I am a great fan of Pinker's and I enjoyed this new book very much. Like his others, it breathes the spirit of good-natured, rational, humane inquiry. A few commentators—our own Steve Sailer, for instance—have criticized Pinker in the past for being excessively diplomatic about human group differences; but surely a scholar who has said in public that yes, men and women have different innate capabilities, and yes, Ashkenazi Jews have higher mean intelligence than the rest of us, and no, parenting styles have little effect on the maturation of personality, and a great many other things very shocking to the common sensibility of our times, is paying his dues. In any case, the only part of this new book likely to bring a blush to the cheek of a Chief Diversity Officer is one titled "The Seven Words You Can't Say on Television," which is of course about swearing and taboo speech. If teenage boys still frequent bookstores, this chapter will be the best-thumbed one in shelf copies.
Also like Pinker's previous books, this one is filled with small linguistic delights—jokes, puns, paradoxes, and even a scattering of familiar comic strips to illustrate some of the author's points. I learned some words, too: "momentaneous," for instance, to describe an event, like the swatting of a fly, that, while it occupies some measurable amount of time in the real—sorry, "real"—world, can be treated by language as instantaneous. (Though I think my favorite is "whimperative"—the excessively diffident way of getting someone to do something, as in, "I was wondering if you might pass the salt.")

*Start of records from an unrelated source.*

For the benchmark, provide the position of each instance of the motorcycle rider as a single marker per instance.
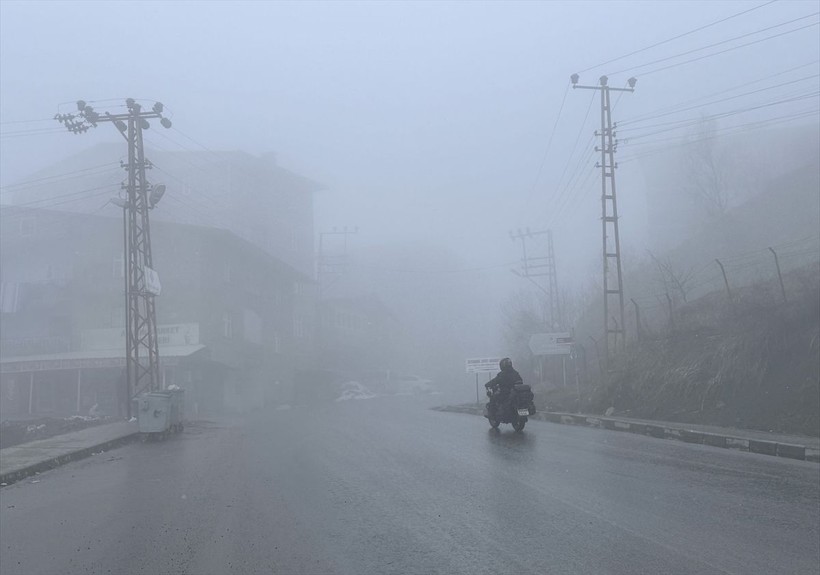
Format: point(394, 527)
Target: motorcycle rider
point(503, 383)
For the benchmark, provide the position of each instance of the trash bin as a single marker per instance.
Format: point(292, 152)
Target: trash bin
point(177, 411)
point(154, 413)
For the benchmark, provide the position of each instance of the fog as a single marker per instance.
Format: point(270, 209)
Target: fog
point(434, 128)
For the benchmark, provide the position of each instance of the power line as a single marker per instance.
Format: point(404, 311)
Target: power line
point(26, 121)
point(662, 115)
point(644, 74)
point(692, 51)
point(676, 107)
point(727, 130)
point(577, 139)
point(547, 149)
point(64, 176)
point(688, 122)
point(655, 45)
point(732, 130)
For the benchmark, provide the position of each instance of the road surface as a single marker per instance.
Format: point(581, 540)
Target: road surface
point(385, 485)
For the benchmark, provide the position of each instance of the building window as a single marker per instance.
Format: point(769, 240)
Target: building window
point(118, 268)
point(277, 343)
point(227, 324)
point(27, 226)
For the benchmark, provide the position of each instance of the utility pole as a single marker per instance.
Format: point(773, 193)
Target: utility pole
point(142, 348)
point(538, 267)
point(613, 272)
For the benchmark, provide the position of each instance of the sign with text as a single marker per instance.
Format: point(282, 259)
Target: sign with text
point(114, 337)
point(482, 364)
point(551, 343)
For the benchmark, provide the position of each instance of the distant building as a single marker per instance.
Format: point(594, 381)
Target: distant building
point(234, 321)
point(359, 334)
point(252, 197)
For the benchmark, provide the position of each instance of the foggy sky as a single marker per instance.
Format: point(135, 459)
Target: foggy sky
point(423, 120)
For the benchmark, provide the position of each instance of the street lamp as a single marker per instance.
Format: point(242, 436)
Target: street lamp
point(157, 191)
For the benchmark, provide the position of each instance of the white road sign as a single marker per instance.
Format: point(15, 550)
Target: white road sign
point(482, 364)
point(551, 343)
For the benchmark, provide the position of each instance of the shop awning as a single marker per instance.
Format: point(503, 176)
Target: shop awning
point(107, 358)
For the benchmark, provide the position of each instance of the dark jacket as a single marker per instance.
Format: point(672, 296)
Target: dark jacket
point(504, 381)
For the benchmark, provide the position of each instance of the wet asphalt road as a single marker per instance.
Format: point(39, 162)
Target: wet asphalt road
point(388, 486)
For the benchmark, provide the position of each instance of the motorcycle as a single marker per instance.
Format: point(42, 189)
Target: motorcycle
point(515, 410)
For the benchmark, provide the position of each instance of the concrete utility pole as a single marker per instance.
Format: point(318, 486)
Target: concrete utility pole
point(538, 267)
point(613, 274)
point(142, 281)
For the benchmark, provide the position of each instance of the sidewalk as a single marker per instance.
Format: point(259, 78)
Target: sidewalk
point(20, 461)
point(776, 444)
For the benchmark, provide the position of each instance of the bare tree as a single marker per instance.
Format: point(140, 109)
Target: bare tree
point(521, 319)
point(707, 172)
point(672, 278)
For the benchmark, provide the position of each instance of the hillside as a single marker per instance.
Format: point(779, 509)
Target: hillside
point(753, 365)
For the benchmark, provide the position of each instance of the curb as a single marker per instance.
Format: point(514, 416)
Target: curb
point(50, 463)
point(660, 431)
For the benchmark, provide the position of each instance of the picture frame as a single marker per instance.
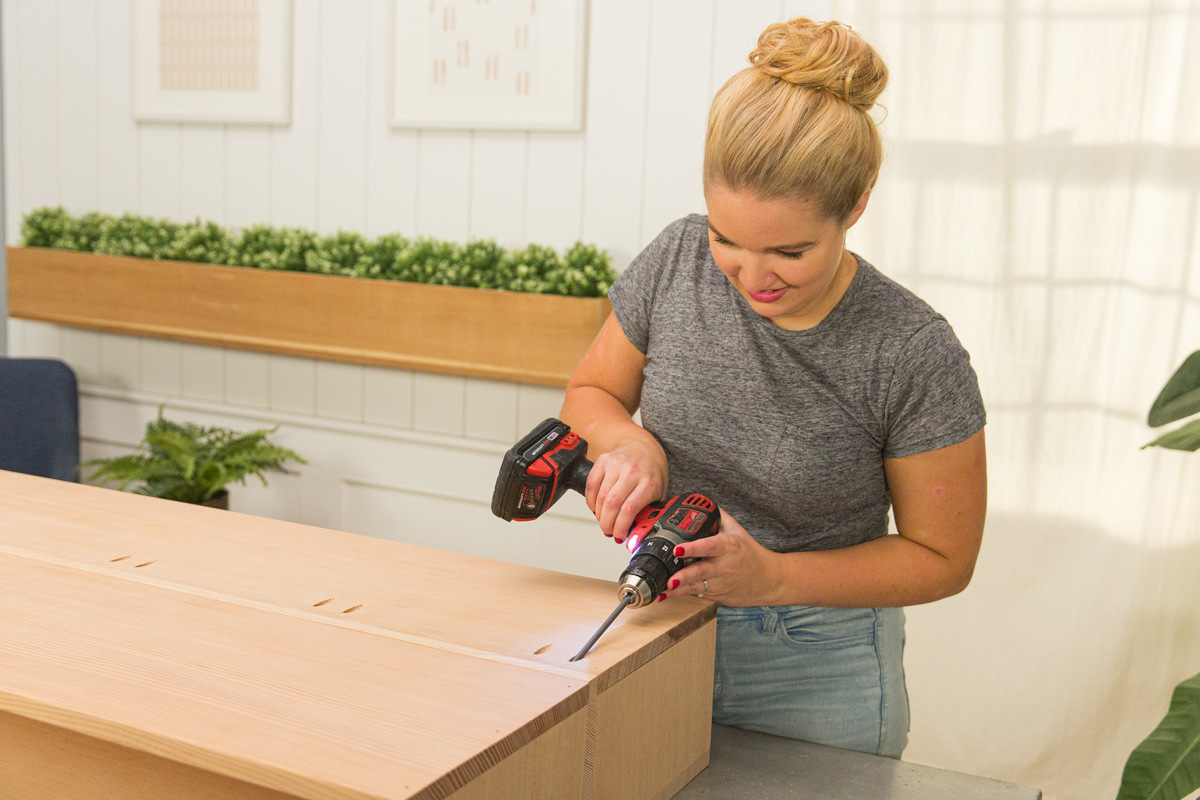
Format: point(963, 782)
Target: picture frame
point(487, 64)
point(204, 61)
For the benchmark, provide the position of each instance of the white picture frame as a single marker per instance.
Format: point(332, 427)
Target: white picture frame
point(211, 61)
point(515, 65)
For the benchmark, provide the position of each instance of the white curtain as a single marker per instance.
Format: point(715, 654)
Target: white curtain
point(1042, 190)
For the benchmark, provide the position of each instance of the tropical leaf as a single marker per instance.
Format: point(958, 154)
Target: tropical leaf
point(1167, 764)
point(1186, 437)
point(1181, 395)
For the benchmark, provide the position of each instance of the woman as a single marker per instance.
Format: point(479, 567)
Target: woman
point(801, 389)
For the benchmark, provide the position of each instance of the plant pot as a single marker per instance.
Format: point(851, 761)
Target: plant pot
point(483, 332)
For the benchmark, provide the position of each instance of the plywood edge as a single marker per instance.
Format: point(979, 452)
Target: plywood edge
point(664, 642)
point(47, 761)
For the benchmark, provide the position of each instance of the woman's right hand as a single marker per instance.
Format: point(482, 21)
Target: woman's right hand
point(623, 481)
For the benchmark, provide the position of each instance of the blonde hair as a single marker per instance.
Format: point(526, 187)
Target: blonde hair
point(797, 124)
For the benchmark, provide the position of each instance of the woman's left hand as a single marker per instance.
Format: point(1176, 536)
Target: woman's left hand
point(738, 569)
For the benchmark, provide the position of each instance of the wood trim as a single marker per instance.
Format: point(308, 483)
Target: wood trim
point(480, 332)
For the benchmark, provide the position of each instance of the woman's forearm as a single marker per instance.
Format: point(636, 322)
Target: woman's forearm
point(883, 572)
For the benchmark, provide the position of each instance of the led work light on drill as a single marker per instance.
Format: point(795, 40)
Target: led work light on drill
point(550, 459)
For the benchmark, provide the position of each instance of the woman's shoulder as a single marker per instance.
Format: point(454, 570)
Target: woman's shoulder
point(891, 300)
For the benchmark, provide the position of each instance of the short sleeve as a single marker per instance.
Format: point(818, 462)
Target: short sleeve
point(633, 294)
point(934, 398)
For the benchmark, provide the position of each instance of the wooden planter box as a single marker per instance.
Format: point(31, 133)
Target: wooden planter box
point(156, 649)
point(490, 334)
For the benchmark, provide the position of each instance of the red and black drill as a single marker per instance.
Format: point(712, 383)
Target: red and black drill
point(550, 459)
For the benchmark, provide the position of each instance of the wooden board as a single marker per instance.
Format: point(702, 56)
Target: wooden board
point(118, 611)
point(502, 335)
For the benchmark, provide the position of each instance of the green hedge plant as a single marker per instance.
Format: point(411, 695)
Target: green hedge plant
point(582, 271)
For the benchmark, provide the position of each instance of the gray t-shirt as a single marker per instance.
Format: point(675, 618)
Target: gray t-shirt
point(789, 429)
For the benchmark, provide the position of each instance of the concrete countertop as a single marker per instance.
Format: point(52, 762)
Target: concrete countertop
point(747, 765)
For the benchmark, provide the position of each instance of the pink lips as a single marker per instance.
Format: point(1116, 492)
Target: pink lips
point(767, 296)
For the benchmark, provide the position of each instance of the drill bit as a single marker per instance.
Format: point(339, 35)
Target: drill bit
point(627, 599)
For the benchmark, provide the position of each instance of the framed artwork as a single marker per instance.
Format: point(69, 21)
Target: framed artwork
point(489, 64)
point(213, 60)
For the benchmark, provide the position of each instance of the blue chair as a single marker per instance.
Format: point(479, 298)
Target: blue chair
point(39, 417)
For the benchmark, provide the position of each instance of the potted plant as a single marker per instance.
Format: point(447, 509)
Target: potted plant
point(1167, 764)
point(192, 463)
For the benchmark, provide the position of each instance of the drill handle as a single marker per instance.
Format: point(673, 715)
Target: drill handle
point(577, 476)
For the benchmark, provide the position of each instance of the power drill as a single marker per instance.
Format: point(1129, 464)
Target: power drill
point(550, 459)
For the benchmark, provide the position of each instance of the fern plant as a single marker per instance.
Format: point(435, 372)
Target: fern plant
point(192, 463)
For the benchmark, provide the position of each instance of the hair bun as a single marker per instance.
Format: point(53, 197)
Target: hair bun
point(825, 56)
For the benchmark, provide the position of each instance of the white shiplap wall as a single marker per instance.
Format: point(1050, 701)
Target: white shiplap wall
point(396, 453)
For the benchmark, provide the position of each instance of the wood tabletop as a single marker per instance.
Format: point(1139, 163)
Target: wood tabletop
point(310, 661)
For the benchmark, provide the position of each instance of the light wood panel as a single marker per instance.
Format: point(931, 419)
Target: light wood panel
point(321, 663)
point(502, 335)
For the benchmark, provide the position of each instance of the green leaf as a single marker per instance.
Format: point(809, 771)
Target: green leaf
point(1167, 764)
point(1186, 438)
point(1181, 395)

The author explains in his introduction that The Stuff of Thought is intended as the third volume in a trilogy about language and mind (that is, following Pinker's 1994 The Language Instinct and 1999 Words and Rules), and at the same time as the third in another trilogy about human nature (following his 1997 How the Mind Works and 2002 The Blank Slate). This book is intended, in other words, as a sort of capstone on an inverted-V structure of previous works. If this means that Steven Pinker is done with writing books for lay readers about linguistics and cognitive science, I take it as very bad news.